Wychodząc prawie zabiłem się o jakąś
torbę, pewnie maleństwa, ale „bezpiecznie” dotarłem do wyjścia z autobusu.
Powoli otworzyłem drzwi i zobaczyłem chłopaków.
– Nasza rozczochrana królewna
wstała. – zaśmiał się Ruki na co wywróciłem oczami.
Podszedłem do Aoi’ ego.
– Dzięki – mruknąłem podając mu
bluzę.
Chłopak nawet na mnie nie spojrzał.
Po prostu wziął ubranie uważając żeby przypadkiem nie dotknąć mojej ręki.
Domyślałem się co się stało i rzuciłem Ruki’ emu zabójcze spojrzenie.
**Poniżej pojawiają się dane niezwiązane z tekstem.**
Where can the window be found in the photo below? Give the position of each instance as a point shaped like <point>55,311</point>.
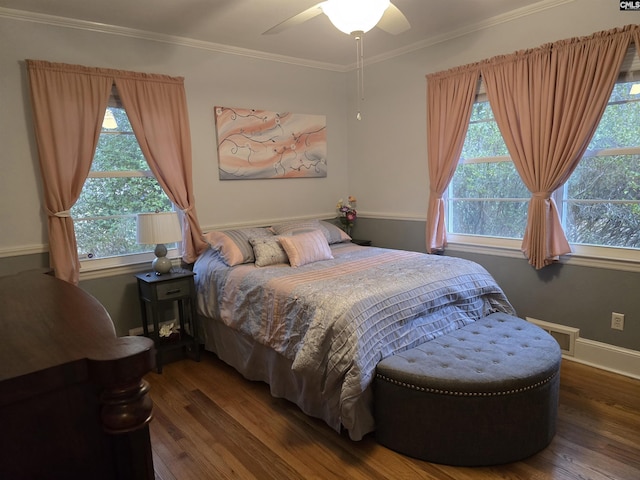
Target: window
<point>599,205</point>
<point>119,186</point>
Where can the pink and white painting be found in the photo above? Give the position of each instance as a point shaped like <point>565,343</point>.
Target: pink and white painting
<point>261,144</point>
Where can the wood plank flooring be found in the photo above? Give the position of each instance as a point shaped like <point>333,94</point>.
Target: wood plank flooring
<point>210,423</point>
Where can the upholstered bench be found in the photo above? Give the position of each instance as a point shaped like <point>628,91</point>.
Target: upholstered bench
<point>485,394</point>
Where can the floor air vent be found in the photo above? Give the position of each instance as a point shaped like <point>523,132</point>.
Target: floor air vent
<point>565,336</point>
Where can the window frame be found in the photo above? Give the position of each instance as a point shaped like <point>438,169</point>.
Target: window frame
<point>92,267</point>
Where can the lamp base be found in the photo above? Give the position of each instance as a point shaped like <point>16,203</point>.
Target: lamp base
<point>161,265</point>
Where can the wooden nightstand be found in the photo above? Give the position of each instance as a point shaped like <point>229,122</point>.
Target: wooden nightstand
<point>160,290</point>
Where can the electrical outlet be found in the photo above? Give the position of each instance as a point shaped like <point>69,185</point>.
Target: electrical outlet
<point>617,321</point>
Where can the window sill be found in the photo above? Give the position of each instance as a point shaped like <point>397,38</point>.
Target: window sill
<point>586,256</point>
<point>123,265</point>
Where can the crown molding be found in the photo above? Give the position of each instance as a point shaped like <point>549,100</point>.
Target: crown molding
<point>64,22</point>
<point>470,28</point>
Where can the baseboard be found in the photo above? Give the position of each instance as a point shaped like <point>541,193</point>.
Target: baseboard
<point>589,352</point>
<point>607,357</point>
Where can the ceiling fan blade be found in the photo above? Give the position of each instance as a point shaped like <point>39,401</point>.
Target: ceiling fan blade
<point>301,17</point>
<point>393,21</point>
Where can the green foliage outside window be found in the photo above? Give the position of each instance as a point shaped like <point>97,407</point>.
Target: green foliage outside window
<point>119,186</point>
<point>599,204</point>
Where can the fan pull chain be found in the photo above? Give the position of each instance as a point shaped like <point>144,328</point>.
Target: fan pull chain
<point>360,72</point>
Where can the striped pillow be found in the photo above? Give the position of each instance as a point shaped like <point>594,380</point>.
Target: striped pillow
<point>233,245</point>
<point>306,248</point>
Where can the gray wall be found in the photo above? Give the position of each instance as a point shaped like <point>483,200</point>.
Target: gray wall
<point>575,296</point>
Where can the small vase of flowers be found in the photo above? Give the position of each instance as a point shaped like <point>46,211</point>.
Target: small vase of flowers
<point>347,213</point>
<point>169,333</point>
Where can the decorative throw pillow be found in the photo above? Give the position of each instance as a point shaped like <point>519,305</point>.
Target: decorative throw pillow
<point>332,233</point>
<point>306,248</point>
<point>268,251</point>
<point>234,244</point>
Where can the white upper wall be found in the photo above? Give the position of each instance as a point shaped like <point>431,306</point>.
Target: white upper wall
<point>387,149</point>
<point>211,79</point>
<point>381,159</point>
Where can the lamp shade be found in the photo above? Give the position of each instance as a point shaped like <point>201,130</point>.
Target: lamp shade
<point>155,228</point>
<point>351,16</point>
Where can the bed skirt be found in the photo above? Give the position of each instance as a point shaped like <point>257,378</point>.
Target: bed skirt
<point>256,362</point>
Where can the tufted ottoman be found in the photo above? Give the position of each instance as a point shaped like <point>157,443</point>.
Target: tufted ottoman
<point>483,395</point>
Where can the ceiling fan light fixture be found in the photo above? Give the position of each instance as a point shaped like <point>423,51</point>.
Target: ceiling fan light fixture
<point>350,16</point>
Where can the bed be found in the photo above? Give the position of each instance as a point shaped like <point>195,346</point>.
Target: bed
<point>300,307</point>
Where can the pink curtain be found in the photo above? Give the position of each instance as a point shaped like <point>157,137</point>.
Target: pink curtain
<point>548,103</point>
<point>157,109</point>
<point>68,104</point>
<point>450,97</point>
<point>68,107</point>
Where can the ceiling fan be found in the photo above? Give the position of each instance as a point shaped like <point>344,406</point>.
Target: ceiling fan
<point>351,16</point>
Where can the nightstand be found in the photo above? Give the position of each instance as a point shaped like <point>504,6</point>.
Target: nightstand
<point>158,291</point>
<point>363,243</point>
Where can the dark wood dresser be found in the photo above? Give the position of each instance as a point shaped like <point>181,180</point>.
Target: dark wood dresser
<point>73,402</point>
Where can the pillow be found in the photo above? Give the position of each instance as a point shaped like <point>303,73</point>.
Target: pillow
<point>306,248</point>
<point>234,244</point>
<point>332,233</point>
<point>268,251</point>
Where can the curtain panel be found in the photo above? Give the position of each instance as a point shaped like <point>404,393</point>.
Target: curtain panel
<point>68,103</point>
<point>547,103</point>
<point>450,98</point>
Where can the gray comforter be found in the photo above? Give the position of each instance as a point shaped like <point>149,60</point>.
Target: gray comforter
<point>336,319</point>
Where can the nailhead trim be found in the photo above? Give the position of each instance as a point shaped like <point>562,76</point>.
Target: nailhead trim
<point>466,394</point>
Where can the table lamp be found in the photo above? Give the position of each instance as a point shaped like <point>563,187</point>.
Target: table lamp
<point>159,228</point>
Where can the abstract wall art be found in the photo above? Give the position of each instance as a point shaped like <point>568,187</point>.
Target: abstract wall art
<point>256,144</point>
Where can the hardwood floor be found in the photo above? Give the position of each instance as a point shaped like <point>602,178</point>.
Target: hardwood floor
<point>210,423</point>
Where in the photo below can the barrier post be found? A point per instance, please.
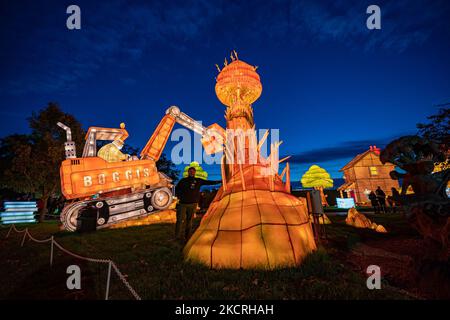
(9, 231)
(51, 252)
(24, 236)
(108, 280)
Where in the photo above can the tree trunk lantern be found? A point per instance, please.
(253, 222)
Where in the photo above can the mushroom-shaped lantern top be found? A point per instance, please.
(238, 84)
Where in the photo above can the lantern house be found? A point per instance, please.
(365, 173)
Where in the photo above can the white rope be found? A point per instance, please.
(36, 240)
(110, 262)
(125, 282)
(78, 256)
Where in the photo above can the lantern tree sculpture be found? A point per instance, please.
(428, 208)
(319, 179)
(254, 221)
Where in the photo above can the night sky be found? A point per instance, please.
(330, 85)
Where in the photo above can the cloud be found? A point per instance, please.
(46, 58)
(403, 23)
(53, 59)
(348, 149)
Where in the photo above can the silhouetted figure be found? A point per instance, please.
(394, 199)
(374, 201)
(188, 191)
(381, 196)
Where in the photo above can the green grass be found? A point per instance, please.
(155, 268)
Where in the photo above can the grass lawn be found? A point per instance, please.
(154, 266)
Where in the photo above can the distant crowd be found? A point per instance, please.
(378, 200)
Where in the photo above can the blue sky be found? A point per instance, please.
(330, 85)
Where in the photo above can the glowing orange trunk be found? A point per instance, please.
(253, 221)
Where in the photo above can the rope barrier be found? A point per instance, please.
(111, 264)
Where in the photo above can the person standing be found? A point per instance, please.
(381, 197)
(188, 192)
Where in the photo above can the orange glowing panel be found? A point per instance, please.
(87, 176)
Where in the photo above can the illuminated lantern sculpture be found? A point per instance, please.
(253, 222)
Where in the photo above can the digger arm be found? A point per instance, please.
(158, 140)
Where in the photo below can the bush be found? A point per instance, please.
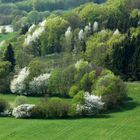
(92, 105)
(20, 100)
(3, 105)
(79, 97)
(22, 111)
(54, 108)
(18, 84)
(39, 85)
(111, 89)
(73, 91)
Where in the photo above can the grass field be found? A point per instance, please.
(122, 125)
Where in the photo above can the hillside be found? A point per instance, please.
(118, 125)
(69, 69)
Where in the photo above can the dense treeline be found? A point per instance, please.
(81, 54)
(95, 35)
(13, 10)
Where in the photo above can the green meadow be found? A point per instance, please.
(123, 124)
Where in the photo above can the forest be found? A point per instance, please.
(78, 56)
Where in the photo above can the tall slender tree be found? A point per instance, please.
(9, 56)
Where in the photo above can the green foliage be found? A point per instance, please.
(9, 56)
(20, 100)
(3, 105)
(73, 91)
(36, 68)
(5, 68)
(56, 27)
(111, 89)
(79, 97)
(54, 108)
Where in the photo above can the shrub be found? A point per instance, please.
(20, 100)
(112, 89)
(3, 105)
(39, 85)
(73, 91)
(22, 111)
(79, 97)
(54, 108)
(18, 85)
(92, 105)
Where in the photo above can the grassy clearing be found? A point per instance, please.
(123, 125)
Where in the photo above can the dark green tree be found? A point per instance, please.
(9, 56)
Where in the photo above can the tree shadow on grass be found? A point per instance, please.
(127, 105)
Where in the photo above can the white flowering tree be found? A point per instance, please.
(68, 39)
(87, 29)
(92, 105)
(116, 32)
(81, 35)
(95, 26)
(18, 84)
(39, 85)
(81, 64)
(34, 36)
(22, 111)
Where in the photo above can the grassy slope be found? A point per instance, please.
(123, 125)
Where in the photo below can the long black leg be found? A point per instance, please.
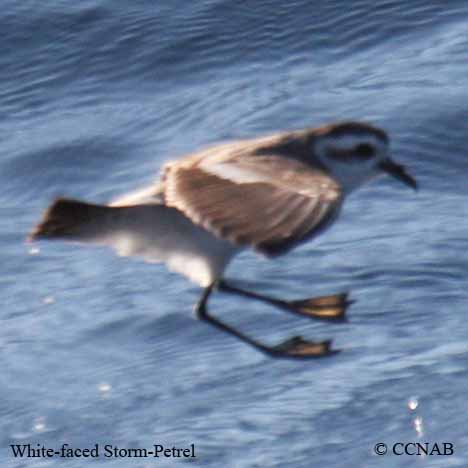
(331, 308)
(295, 347)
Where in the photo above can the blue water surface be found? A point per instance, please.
(95, 95)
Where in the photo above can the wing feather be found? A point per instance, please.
(268, 202)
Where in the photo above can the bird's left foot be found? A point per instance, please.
(331, 308)
(297, 347)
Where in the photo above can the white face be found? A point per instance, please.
(352, 158)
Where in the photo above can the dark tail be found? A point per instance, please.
(70, 219)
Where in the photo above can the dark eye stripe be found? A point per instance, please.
(364, 151)
(339, 155)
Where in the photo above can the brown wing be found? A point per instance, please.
(268, 202)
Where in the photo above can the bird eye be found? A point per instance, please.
(364, 151)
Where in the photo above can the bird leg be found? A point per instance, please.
(295, 347)
(331, 308)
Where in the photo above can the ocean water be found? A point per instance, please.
(96, 349)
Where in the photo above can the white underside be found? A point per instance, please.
(157, 233)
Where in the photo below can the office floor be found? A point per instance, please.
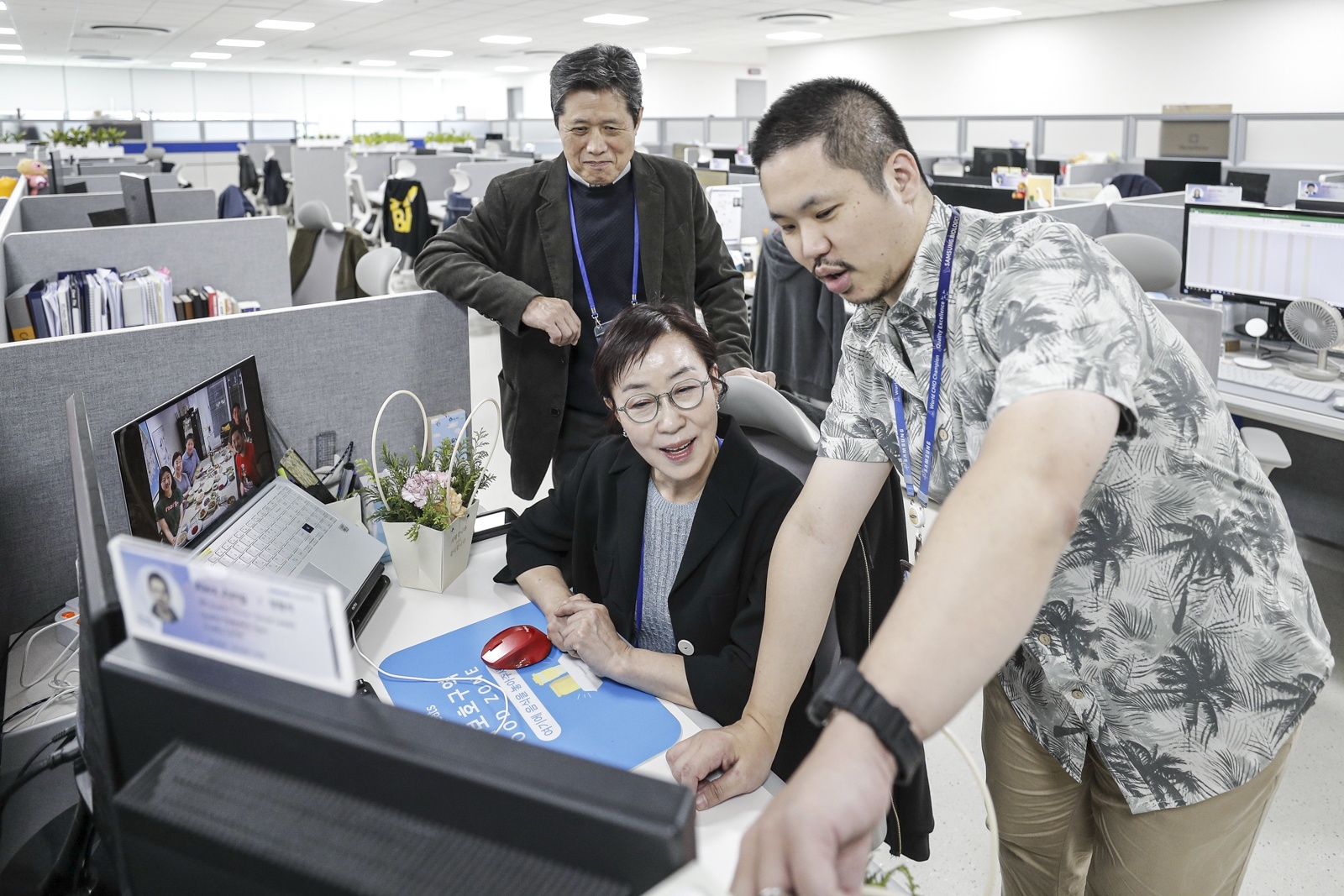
(1301, 846)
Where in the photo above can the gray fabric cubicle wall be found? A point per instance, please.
(245, 257)
(112, 183)
(319, 371)
(71, 211)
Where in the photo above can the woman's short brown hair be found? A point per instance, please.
(632, 335)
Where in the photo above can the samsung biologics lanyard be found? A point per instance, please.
(920, 499)
(598, 327)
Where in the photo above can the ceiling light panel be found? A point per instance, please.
(280, 24)
(615, 19)
(983, 13)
– Uru, ja... – zaczął, ale machnąłem
tylko ręką i wszedłem z powrotem do busa.
Znowu usiadłem z tyłu, a po chwili
znowu miałem niechcianego gościa, ale tym razem pod postacią Ruki’ ego.
– I na chuja mu to powiedziałeś?! – „prawie”
krzyknąłem. – Trzeba było siedzieć cicho, idioto! Było dobrze, rozumiesz?! –
widziałem, że reszta nam się przypatruje. – Było, kurwa, dobrze!
– Nic nie było dobrze! – również
krzyczał. – Jesteś moim najlepszym przyjacielem, a ja nie mogłem patrzeć jak
się męczysz! Musiałem mu to powiedzieć, bo idiota nigdy by się nie domyślił!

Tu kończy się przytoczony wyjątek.